Day 127 – the many names of god

Ashley and I have created a new game. Basically, all day long we try to think of differences between America and Australia… For starters, there are RSL (Returned Soldier’s League) clubs in Australia where beer is really cheap. Australians call ‘ketchup’ tomato sauce and are way more liberal with swearing. She is shocked at how much American culture has seeped through entertainment and how many states I actually know, without having been taught them in school. She is also mildly embarrassed that Jersey Shore is shown in Australia.

We spend most of the day travelling to Jaipur. It is only five hours by car and we stop at Fahtebad Sikri Fort, only one hour out of Agra. It is hot and the tour guide grows impatient while we wonder around spending too much time taking photos and not enough time listening to his history lesson. The problem is that after seeing the Taj Mahal yesterday, other monuments are just not doing it for us. We try to be attentive about the Moghul emperor, Shah Jahan’s grandfather, who lived at Fahtebad Sikri, but we soon give up and go back to the car to fall asleep on the journey to Jaipur.

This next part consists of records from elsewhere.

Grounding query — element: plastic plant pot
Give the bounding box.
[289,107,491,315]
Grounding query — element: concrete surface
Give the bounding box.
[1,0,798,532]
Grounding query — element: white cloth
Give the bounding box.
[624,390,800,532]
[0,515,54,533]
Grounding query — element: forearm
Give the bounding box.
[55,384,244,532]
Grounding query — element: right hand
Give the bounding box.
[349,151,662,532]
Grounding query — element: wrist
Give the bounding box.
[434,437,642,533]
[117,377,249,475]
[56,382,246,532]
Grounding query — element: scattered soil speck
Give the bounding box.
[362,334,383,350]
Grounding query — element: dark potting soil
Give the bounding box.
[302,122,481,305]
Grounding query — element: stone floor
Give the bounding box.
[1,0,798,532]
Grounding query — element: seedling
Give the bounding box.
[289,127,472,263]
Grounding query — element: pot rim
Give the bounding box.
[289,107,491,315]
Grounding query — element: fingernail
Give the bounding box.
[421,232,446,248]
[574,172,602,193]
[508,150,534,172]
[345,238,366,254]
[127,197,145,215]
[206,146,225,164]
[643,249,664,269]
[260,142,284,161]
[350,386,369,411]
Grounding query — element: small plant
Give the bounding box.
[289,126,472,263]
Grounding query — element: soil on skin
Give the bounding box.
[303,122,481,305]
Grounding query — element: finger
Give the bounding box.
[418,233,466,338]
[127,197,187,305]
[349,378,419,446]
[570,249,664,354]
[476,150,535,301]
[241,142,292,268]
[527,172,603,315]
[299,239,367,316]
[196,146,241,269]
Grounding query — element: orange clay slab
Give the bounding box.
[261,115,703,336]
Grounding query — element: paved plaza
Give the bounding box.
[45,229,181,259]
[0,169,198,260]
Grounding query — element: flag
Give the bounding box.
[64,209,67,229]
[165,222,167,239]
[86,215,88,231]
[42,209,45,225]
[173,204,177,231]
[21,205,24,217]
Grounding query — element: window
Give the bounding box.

We give up the rest of the afternoon for finding internet and waiting around for dinner. We skipped lunch and are just staring at the clock, waiting for the kitchen to open. Over dinner, we start talking about the difference between religions. Pri, who is Hindu, doesn’t understand the difference between the Messiah and a Prophet. We talk about Jesus, or St Issa who is said to have travelled to India during his 18 missing years in the bible and my personal favourite topic, the Nag Hammadi Gnostic Gospels. Ashley is Protestant and we compare it with my Catholic background, which is more concerned with saints, Mother Mary and communion. In our limited knowledge of Judaism and Islam, we draw together the many similarities between the religious icons that dominate the major religions and ultimately come to the same conclusion; whether you call it tomato sauce, or ketchup it is essentially the same condiment.